Arzobispo pidió solidaridad, trabajo y que "no haya odios"

Monseñor Radrizzani presidió el Tedeum en la Basílica de Luján y llamó a “cultivar la auténtica convivencia entre todos los argentinos”.
Lunes 25 de mayo de 2015
El arzobispo de Mercedes-Luján, monseñor Agustín Radrizzani, apeló hoy delante de la presidenta Cristina Fernández a un mensaje del papa Francisco para llamar a los argentinos a "cuidarse" entre sí y evitar odios y peleas, al tiempo que exhortó a "cultivar la auténtica convivencia".

"Caminemos juntos, cuidémonos los unos a los otros. Cuídense entre ustedes. No se hagan daño. Cuídense. Cuiden a los niños, cuiden a los ancianos. Que no haya odio, que no haya peleas. Dejen de lado la envida, no le saquen el cuero a nadie, dialoguen", subrayó citando al pontífice argentino.

Radrizzani presidió el Te Deum en la basílica de Luján, adonde acudieron la primera mandataria y su gabinete, y se mostraron juntos el gobernador Daniel Scioli y el ministro del Interior y Transporte, Florencio Randazzo, precandidatos del kirchnerismo a la Presidencia.

En la homilía, el arzobispo sostuvo que en esta "nueva etapa de nuestro camino en la historia, siempre será oportuno cultivar la auténtica convivencia entre todos los argentinos" y alentó a promover iniciativas "más amplias y generosas a favor de todos, especialmente de los más pobres y desprotegidos, social y económicamente".

"Hay que intensificar los esfuerzos de una promoción cultural y educativa de profunda raigambre humanística para la niñez y la juventud. Y volver a encarnar en nuestra vida diaria la cultura del trabajo honesto y abnegado en favor de la recuperación espiritual y material de todo el organismo social", aseveró.

Asimismo, animó a "una opción clara y firme por la recuperación del hombre y la sociedad argentina, sin más meta que el bien común de la Nación, superando las dificultades y consiguiendo el don inapreciable de la paz social".

Radrizzani, considerado un obispo "amigo" de la Casa Rosada, no hizo pasar demasiados sobresaltos a la Presidenta, por lo que circunscribió su reflexión a explicar el sentido del Te Deum y a subrayar la raíz "cristiana y católica" de la Nación.

El arzobispo miró fijo a la primera mandataria al afirmar que los argentinos desean "transformar el presente, organizar un futuro mejor y seguir creciendo", y también al momento de agradecer el aporte de la Presidencia de la Nación para que la basílica haya podido recuperar "su esplendor original".

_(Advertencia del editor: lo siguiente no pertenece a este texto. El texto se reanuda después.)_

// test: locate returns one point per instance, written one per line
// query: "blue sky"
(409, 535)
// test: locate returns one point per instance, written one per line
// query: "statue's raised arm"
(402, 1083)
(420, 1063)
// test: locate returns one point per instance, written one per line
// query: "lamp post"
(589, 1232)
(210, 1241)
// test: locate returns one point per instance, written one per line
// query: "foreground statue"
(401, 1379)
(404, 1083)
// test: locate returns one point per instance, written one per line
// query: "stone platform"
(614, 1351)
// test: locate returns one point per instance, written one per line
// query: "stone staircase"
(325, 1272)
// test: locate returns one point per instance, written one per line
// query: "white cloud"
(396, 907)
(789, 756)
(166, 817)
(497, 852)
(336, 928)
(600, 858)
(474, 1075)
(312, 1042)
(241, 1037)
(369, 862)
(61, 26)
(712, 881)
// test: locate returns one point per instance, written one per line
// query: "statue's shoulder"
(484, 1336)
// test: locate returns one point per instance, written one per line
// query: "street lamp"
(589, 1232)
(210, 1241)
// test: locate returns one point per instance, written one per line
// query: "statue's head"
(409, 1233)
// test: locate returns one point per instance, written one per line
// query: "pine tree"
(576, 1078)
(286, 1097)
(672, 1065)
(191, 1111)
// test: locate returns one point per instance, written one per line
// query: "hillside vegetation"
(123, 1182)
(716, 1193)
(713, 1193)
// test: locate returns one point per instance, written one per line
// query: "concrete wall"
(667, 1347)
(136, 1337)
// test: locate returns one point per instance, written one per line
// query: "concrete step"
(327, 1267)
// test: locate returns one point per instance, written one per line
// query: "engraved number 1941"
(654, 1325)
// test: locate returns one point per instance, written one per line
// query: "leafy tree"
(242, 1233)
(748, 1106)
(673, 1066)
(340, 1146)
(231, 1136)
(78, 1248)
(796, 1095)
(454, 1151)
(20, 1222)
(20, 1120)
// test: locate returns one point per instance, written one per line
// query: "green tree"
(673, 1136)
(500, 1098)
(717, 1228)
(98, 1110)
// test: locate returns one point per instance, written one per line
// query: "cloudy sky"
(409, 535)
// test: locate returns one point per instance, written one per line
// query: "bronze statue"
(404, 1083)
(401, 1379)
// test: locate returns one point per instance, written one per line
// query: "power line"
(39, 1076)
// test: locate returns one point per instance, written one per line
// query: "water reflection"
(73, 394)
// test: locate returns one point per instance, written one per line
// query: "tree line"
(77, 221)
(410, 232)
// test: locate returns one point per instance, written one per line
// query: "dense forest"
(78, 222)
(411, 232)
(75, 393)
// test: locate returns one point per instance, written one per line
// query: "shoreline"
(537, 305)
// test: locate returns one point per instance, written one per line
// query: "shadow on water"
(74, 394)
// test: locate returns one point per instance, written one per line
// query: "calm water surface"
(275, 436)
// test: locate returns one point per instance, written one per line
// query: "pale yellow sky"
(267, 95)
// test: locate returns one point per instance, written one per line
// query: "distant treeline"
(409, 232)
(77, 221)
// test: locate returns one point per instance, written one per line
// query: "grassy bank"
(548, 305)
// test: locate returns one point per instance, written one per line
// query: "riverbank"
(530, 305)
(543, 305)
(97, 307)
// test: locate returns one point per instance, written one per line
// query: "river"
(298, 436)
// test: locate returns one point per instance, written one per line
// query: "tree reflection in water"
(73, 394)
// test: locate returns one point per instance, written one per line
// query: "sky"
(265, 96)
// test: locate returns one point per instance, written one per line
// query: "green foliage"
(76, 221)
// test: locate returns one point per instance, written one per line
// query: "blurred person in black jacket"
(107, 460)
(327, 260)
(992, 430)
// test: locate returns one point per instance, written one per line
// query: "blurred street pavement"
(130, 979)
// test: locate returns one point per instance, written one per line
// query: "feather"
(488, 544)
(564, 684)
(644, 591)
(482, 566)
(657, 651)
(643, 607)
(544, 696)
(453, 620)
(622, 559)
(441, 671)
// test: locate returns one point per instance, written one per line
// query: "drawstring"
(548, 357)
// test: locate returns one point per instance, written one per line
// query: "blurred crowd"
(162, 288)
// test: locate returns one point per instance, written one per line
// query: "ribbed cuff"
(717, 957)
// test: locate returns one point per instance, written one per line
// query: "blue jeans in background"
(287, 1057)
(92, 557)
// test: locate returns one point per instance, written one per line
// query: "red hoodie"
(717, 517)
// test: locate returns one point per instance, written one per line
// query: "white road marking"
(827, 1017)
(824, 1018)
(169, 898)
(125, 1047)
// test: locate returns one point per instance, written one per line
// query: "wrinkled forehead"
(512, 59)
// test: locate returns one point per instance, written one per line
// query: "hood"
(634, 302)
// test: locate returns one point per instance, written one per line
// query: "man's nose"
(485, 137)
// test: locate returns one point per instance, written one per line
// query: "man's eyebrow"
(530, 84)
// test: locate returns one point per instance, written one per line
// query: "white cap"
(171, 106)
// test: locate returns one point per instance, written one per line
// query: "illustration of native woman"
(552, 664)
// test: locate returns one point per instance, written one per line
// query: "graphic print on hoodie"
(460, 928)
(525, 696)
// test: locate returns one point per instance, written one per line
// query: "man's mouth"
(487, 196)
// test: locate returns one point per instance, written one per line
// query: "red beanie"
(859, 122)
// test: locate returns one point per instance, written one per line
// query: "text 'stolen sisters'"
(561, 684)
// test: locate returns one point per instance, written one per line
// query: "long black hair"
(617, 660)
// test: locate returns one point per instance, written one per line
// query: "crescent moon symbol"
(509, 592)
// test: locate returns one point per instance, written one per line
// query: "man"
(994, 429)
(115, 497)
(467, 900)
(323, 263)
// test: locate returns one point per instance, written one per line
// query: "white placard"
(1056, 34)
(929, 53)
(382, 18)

El prelado también arrancó una sonrisa a la Presidenta cuando dijo que era difícil traducir al alemán la frase "sacar el cuero" incluida en el mensaje que el papa Francisco envió el 19 de marzo de 2013 a los argentinos que celebraban en la Plaza de Mayo su elección pontificia, y que recordó en la homilía.

En medio de la campaña electoral, la Presidenta participó del Te Deum en Luján para evitar cruzarse con el jefe de gobierno porteño y precandidato presidencial Mauricio Macri, quien más temprano acudió al oficio religioso que presidió el cardenal Mario Poli en la catedral de Buenos Aires, escenario natural de la acción de gracias a la patria.

Fernández de Kirchner regresó el año pasado al templo porteño, después de 8 años, y a instancias de la elección pontificia de Bergoglio, cuyas homilías interpeladoras los Kirchner evitaron desde 2006 y llevaron a Bariloche, Resistencia, Tucumán, Salta, Mendoza y Santiago del Estero, para "federalizar" la fiesta patria.

Esta fue la tercera vez que la Presidenta asiste al Te Deum en la basílica de Luján, advocación a la Virgen patrona de los argentinos de la que la jefa de Estado se declara devota. Las anteriores fueron en 2013 y 2010, el último con Néstor Kirchner con vida.